Saturday, 25 October 2008

Island vs prision

I want to make the point that human beings are not islands. I find in my daily communication that it is very common that two people in a conversation are talking about things with completely different meanings for each other, though they are talking about the same. It is as if they were from different worlds, talking about different things. Like two islands with a ship that connects them in the summer period only.

Of course there is a sense of isolation when no one around us understands the meaning of what we say. Namely, the meaning which what we say has for us. But this does not mean that communication is impossible and we are left all alone on our shore.

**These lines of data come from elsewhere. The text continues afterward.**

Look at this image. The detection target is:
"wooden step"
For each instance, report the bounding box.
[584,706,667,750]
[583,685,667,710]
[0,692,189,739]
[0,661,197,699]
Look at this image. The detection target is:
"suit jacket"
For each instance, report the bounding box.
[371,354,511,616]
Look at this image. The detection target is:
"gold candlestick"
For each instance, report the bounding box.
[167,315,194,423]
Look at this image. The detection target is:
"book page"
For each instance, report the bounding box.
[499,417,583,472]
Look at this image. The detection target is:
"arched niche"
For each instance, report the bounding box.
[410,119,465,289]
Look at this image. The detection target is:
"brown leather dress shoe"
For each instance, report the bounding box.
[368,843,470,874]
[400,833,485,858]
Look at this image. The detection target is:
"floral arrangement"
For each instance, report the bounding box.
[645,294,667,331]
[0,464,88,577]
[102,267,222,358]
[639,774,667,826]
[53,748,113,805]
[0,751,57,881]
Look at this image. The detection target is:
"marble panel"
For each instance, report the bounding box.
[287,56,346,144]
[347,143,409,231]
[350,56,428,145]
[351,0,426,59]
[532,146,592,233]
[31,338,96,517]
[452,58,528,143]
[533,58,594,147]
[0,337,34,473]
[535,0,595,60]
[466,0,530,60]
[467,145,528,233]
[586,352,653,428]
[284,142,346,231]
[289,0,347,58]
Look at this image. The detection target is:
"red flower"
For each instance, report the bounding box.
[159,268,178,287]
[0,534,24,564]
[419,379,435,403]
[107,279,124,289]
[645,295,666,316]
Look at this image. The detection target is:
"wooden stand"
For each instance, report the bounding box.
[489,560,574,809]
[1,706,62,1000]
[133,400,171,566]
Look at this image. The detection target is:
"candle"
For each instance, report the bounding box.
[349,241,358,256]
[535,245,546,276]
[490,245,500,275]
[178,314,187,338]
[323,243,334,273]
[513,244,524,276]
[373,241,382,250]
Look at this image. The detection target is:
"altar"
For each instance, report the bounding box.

Oskar Maria Graf uses a much more suitable allegory to explain these feelings of separateness. He describes humans as being prisioners. We are prisioners of ourselves. Prisioners of our educaion, our parents worldview, our own experiences, our believes. Our Shadow keeps us imprisioned. Our past and its imprint in our unconscious makes us see the world in a unique way, but it also is a hindrance to understand each other, because we tend to ignore the fact that everyone carries his baggage of past experiences around.

I have also to vehemently disagree with the pluralist and extreme social constructivist views that the world is not there as such, but it's all a matter of our own imagination and negotiations. All science would be completely nonsense and we would have to abandon any pursuit of knowledge if there was no objective world as such.